China's Internet industry group pushes censorship
Associated Press
Apr. 13, 2006
BEIJING - China's official Internet industry association is calling on its
members to help the government suppress material deemed subversive or immoral.
"Unhealthy information" online has harmed Chinese children and threatens social
stability, the Internet Society of China said in a statement. The 5-year-old
group is the government-sanctioned association for Internet service providers
and Chinese Web sites.
"We should run our business in a civilized way," said the statement issued
Wednesday and reported by the government's Xinhua News Agency. "We should not
produce, disseminate and spread information that harms state security, social
stability and information that violates laws and regulations and social
morality."
The group called for its 2,600 member companies to supervise content, delete
"unhealthy" information and oppose acts that undermine "Internet civilization,"
Xinhua said.
China's communist government encourages Internet use for education and business
but tries to block access to sensitive material. The country has the world's
second-largest Internet population after the United States with 110 million
people online.
The Internet Society statement didn't give any examples of material that members
should suppress or say what prompted the appeal.

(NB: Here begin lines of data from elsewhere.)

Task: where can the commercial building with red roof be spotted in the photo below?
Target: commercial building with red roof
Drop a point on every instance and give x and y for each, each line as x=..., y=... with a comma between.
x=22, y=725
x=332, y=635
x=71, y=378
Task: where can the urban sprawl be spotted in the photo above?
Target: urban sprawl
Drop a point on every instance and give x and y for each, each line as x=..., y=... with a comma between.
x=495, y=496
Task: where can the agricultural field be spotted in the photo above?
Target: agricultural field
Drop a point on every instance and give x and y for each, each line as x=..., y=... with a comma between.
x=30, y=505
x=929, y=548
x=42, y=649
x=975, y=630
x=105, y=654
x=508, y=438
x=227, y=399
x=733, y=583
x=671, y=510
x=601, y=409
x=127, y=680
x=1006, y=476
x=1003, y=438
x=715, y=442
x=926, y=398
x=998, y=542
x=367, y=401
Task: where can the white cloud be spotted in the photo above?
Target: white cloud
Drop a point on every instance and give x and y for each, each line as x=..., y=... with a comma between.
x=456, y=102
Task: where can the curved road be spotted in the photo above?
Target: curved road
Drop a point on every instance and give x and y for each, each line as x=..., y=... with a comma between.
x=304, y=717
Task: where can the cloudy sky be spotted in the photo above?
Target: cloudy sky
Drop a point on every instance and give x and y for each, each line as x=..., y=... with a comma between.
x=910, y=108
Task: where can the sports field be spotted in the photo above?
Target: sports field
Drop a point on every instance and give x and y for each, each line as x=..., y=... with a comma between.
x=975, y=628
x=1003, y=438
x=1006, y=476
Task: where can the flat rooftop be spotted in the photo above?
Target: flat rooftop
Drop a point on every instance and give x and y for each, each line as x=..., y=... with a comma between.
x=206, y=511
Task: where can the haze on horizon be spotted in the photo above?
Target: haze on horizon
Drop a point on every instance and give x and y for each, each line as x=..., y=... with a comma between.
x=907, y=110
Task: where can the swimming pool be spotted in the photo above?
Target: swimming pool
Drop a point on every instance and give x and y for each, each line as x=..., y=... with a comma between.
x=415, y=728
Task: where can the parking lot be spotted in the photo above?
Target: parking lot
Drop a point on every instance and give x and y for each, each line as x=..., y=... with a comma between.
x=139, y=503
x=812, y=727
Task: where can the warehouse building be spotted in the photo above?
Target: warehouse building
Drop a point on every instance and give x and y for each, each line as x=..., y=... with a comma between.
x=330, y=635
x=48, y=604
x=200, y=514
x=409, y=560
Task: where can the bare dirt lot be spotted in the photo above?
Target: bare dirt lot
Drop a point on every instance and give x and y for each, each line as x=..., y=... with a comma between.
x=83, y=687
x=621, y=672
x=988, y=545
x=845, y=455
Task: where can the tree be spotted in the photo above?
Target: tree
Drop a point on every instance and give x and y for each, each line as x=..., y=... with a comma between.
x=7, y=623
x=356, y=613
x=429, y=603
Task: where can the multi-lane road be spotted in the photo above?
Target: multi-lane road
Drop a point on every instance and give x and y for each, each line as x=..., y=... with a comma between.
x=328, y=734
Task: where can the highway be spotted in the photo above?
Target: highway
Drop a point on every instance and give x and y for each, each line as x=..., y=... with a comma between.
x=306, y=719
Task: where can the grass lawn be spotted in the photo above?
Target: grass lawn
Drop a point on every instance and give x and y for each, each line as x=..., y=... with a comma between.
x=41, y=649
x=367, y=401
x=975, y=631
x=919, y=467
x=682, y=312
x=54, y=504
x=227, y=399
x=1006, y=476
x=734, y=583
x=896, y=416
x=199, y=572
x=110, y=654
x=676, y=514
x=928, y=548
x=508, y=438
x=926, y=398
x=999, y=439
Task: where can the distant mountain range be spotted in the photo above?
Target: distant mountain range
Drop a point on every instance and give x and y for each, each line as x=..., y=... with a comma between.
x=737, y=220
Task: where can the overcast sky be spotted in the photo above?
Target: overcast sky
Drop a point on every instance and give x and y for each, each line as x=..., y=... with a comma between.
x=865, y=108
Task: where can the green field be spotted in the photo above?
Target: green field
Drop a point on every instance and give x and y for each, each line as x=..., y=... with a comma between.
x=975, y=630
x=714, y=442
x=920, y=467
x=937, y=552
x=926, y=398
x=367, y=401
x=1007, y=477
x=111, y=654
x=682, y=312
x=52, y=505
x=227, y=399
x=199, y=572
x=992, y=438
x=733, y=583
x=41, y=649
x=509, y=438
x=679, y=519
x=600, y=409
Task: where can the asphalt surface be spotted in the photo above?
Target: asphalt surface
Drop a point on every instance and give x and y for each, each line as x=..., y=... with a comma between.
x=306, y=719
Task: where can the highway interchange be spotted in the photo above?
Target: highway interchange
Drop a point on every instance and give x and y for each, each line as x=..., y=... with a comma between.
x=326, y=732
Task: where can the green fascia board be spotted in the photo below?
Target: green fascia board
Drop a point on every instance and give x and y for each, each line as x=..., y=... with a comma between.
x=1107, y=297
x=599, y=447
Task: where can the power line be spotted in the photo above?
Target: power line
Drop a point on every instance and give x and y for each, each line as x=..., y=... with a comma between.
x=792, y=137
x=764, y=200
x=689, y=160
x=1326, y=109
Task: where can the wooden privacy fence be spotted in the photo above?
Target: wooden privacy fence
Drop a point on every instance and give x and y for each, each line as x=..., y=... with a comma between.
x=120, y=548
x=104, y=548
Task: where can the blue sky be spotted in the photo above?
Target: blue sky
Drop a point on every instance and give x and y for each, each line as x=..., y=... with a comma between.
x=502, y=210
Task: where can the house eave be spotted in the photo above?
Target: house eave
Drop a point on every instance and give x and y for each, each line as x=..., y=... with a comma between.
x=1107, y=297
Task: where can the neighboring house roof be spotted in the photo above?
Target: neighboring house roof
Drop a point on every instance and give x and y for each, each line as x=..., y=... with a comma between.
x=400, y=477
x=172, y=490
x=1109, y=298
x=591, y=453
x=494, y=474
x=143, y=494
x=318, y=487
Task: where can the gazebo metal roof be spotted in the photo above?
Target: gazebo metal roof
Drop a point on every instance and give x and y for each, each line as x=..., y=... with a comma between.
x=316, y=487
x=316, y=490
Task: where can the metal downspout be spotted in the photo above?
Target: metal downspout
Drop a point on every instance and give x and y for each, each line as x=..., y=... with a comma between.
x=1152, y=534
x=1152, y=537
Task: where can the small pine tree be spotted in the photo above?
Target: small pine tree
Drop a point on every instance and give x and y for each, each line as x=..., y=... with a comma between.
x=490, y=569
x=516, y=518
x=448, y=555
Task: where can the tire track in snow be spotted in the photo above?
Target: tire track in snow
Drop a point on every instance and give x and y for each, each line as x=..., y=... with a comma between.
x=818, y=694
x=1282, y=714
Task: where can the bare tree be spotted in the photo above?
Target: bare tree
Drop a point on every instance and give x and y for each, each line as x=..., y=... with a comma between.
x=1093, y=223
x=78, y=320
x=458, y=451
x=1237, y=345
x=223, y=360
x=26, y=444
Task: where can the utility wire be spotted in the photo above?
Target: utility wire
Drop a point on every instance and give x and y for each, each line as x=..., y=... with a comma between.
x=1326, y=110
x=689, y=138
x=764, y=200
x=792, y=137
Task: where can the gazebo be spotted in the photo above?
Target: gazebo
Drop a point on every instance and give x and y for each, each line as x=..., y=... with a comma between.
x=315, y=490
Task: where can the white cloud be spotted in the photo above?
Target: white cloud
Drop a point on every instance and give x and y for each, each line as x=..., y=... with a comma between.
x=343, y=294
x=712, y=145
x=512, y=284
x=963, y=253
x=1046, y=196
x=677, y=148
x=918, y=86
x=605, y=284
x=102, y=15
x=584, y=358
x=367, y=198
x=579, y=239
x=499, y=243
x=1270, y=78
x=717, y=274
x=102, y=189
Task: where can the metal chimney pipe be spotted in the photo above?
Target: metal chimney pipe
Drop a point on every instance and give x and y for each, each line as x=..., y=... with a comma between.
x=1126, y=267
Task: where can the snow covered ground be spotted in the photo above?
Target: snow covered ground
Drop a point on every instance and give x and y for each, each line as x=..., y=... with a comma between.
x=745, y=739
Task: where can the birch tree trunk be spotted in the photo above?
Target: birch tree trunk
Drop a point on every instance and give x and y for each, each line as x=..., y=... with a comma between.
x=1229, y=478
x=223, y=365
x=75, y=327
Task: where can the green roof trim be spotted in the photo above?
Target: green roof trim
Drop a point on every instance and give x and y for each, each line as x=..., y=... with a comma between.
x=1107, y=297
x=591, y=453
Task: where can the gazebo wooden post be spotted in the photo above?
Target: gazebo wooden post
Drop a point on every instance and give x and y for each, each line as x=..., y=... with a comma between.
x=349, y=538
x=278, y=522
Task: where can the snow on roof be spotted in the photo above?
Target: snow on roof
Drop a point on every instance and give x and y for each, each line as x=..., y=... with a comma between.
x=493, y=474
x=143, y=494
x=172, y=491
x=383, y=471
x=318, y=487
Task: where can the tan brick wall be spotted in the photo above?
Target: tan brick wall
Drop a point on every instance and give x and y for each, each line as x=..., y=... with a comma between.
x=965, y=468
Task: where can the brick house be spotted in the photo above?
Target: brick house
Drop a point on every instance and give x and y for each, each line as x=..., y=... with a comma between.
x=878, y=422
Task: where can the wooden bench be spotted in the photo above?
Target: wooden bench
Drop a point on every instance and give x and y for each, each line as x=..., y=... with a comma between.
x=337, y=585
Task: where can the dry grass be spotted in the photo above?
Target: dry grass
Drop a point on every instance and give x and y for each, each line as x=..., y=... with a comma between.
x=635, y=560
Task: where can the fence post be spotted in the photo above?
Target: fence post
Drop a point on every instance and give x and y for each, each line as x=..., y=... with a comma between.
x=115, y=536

Chinese online filters have blocked access to foreign sites about Tibet, China's
pro-democracy movement, human rights and the banned Falun Gong spiritual
movement. The government also launches frequent crackdowns on China-based sites
with sexually oriented material.
The release of the society's statement coincided with a visit to Beijing by the
chief executive of Google Inc., who defended the search engine's decision to
cooperate with government censorship. Activists have criticized Mountain View,
Calif.-based Google for blocking access to banned material from its
Chinese-language site, Google.cn.
"We believe that the decision that we made to follow the law in China was
absolutely the right one," CEO Eric Schmidt said Wednesday at a news conference.